C’est tout le contraire que ce personnage avait dit officiellement au sortir de la rencontre du 17 mars à Kidal. Il avait, en effet, proclamé que « les négociations étaient terminées, qu’il n’y en aura pas de nouvelles » et invité, en conséquence, ses interlocuteurs à parapher au plus vite, puis signer, le moment venu, l’accord obtenu à Alger.
Le gouvernement malien lui-même était sur la même ligne de fermeté. «Les négociations sont derrière nous et il n’y en aura pas d’autres» a-t-il clamé en plusieurs occasions.
Après le refus du MNLA, du HCUA, du MAA-dissident de signer l’accord sauf s’il est réaménagé à la suite de nouvelles négociations pour intégrer leurs desiderata déjà déclarés inacceptables et par les autorités maliennes et par la médiation internationale et après ce qui ressemble bien à une volte-face de la MINUSMA, à moins qu’il ne s’agisse d’un double jeu de sa part, IBK se trouve dans une situation très inconfortable.
Retourner à Alger et se rasseoir à la même table que les bandes armées de l’Adrar des Ifoghas et leurs supplétifs des confins de Taoudenni équivaudrait à aller à Canossa. Pour un homme qui, déjà, déteste être » trimbalé« – du moins à ce qu’il en dit- cela ferait trop, assurément.
Ce serait surtout une atteinte grave à » l’honneur » et à » la grandeur » du peuple malien dont il se veut l’inflexible défenseur et auquel on aura finalement fait voir de toutes les couleurs. Et une insulte à toutes ces personnalités que IBK lui-même aura » trimbalées » sous une chaleur suffocante à Bamako pour la signature d’un accord de paix qui n’en est pas tout à fait un, eu égard à ce qu’il n’est pas reconnu comme tel par l’essentiel de la partie adverse.

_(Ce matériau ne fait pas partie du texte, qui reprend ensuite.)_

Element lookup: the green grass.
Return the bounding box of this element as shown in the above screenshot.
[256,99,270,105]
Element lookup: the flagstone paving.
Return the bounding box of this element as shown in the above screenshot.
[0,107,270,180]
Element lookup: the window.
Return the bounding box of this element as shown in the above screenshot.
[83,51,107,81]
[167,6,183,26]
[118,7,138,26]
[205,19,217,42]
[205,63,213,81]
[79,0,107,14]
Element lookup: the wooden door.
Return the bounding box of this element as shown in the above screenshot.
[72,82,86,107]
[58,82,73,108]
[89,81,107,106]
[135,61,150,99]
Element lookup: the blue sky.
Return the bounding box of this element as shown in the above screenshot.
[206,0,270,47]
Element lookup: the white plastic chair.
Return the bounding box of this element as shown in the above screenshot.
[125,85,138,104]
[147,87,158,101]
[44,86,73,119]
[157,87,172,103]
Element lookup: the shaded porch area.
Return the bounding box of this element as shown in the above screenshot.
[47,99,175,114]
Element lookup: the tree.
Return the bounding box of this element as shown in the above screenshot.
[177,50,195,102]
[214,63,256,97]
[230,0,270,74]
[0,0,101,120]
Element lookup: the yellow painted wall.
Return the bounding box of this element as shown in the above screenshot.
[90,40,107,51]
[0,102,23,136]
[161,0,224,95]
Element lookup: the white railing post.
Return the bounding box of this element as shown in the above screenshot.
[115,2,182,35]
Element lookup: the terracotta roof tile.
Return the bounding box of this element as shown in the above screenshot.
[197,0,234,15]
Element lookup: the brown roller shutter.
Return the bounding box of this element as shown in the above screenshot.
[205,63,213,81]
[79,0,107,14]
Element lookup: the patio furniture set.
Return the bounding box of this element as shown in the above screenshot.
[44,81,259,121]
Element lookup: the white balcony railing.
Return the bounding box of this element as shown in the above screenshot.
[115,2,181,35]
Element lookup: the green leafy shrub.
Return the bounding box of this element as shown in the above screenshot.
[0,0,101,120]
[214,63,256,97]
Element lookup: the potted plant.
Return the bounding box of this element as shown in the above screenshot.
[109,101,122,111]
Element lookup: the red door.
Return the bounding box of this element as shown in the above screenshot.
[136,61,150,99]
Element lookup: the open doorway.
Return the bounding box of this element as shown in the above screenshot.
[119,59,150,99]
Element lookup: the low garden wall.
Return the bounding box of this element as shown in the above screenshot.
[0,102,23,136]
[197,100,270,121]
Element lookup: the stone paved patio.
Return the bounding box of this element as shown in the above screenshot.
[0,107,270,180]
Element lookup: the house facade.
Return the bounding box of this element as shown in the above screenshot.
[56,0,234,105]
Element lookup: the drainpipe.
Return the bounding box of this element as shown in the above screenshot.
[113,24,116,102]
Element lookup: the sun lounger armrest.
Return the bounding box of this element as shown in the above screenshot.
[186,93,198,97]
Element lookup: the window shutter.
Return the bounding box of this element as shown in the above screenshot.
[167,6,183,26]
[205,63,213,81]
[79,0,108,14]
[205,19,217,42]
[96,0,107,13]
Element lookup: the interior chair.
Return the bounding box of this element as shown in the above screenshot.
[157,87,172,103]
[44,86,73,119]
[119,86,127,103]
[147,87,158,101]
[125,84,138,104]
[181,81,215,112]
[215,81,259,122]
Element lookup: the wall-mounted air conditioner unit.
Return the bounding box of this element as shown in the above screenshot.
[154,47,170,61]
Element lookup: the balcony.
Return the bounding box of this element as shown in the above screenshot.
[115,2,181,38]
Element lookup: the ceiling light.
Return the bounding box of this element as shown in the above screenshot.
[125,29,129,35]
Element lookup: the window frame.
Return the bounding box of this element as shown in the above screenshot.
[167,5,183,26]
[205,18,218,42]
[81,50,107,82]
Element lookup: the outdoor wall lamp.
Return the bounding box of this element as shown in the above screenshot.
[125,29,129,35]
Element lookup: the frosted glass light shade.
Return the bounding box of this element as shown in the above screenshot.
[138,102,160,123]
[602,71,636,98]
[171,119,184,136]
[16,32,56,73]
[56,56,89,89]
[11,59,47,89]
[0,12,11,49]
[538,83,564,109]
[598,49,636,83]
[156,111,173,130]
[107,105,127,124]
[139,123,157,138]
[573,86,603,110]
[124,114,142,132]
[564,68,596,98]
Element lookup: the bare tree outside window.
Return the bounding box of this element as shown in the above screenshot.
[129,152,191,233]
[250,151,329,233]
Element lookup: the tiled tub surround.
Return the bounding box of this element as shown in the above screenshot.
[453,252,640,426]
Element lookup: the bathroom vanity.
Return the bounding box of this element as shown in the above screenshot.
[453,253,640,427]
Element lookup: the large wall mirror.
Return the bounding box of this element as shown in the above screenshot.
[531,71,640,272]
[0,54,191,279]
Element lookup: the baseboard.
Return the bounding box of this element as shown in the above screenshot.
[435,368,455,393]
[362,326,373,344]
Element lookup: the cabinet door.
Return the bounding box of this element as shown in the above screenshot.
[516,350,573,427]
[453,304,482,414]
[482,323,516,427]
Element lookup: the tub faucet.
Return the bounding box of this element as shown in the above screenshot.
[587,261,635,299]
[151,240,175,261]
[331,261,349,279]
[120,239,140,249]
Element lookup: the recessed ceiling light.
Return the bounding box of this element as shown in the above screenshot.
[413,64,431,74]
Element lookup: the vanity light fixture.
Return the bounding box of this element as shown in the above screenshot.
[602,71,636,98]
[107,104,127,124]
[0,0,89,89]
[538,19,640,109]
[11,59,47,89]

En revanche, en ne s’y rendant pas et en évitant de se prêter à des négociations interminables qui ne feront qu’éterniser la crise (comme au Sahara occidental où, depuis 40 ans, l’ONU s’est avérée incapable de trouver une solution acceptable par toutes les parties) IBK aura beau jeu de placer la communauté internationale face à ses responsabilités.
C’est elle qui, à travers la MINUSMA, a initié, financé, organisé le dialogue inter-Maliens qui s’est déroulé, huit longs mois, à Alger et a abouti à l’accord dont toutes ses composantes se sont félicitées, l’ont paraphé le 1er mars avant de le signer ce 15 mai à Bamako. Revenir sur le même texte parce qu’il a été rejeté par les narco-séparatistes est un désaveu pour toute la médiation internationale à commencer par l’Algérie dont les efforts, la patience et les sacrifices ont été unanimement reconnus et salués.
Sans compter que ce que la rébellion kidaloise réclame ne peut, en aucun cas, lui être cédé. IBK l’avait dit en son temps: » Pas d’indépendance, pas d’autonomie. L’unité, l’intégrité territoriale, la forme laïque et républicaine de l’Etat ne sont pas négociables « . Il peut compter sur les Maliens de tous bords politiques, de toutes catégories sociales et de toutes confessions religieuses pour qu’il en soit ainsi. Et pas autrement.